A physician-researcher at an academic institution is planning to study the effectiveness of a novel nerve stimulator device for chronic pain. The device will be tested as part of a large double-blinded, randomized clinical trial. The trial is funded partially by the device manufacturer as well as by grants from the federal government, which has identified nonpharmaceutical management of chronic pain as a high national research priority. The researcher has previously received payments from the device manufacturer for lectures about the device given at national conferences. The physician and support staff from the institution will be responsible for study design and implementation, and an academic researcher and biostatistician from the manufacturing company will oversee analysis of study results. Which of the following best describes the potential for conflict of interest (COI) generated by the manufacturer's involvement in the research?
Conflict of interest (COI) in clinical research can create an unconscious, favorable bias toward the investigational product (ie, drug or device being studied), compromising the validity of the results.

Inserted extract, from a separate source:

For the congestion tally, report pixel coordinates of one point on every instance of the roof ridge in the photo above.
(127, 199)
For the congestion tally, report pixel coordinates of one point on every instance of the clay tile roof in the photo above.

Common sources of COI include the following:
Financial incentives (eg, stocks, speaking fees) to the investigator that are influenced by the study results or financial success of the investigational product
Using industry-sponsored personnel (eg, statistician) in study design or data analysis
Industry sponsorship of clinical research to cover investigator salaries and project expenses is common and alone does not constitute COI. However, factors in this case that may lead to COI include additional financial incentives to the investigator (eg, speaking fees) and use of industry-sponsored personnel in data analysis (Choice E).
To address these COIs, the institutional review board (IRB), a regulatory body that oversees clinical research, will likely require the investigator to disclose financial incentives to research subjects and analyze the research data by an independent analysis team before it approves the study. Ultimately, it is the responsibility of the principal investigator to comply with the recommendations from the IRB to mitigate or eliminate COI.
(Choice A) Disclosure of the investigator's financial compensation to potential subjects is appropriate but does not sufficiently mitigate this study's COI. The use of the manufacturer's personnel to analyze study results is highly likely to bias study results and should be avoided.
(Choice C) The magnitude of potential public benefit may influence availability of federal grants for clinical research but does not address COI. Rather, mitigation of COI in research is often required for continued funding of federal research.
(Choice D) Randomization and blinding can reduce bias in the data generated by the investigator during the trial. However, study design alone does not adequately mitigate bias introduced by use of industry-sponsored employees in data analysis.
Educational objective:
Incentivizing researchers based on product success and employing industry-sponsored personnel in data analysis generate conflict of interest (COI), which can compromise study results by creating a bias favoring the product under investigation. These COIs must be mitigated or eliminated before a study is approved by the institutional review board.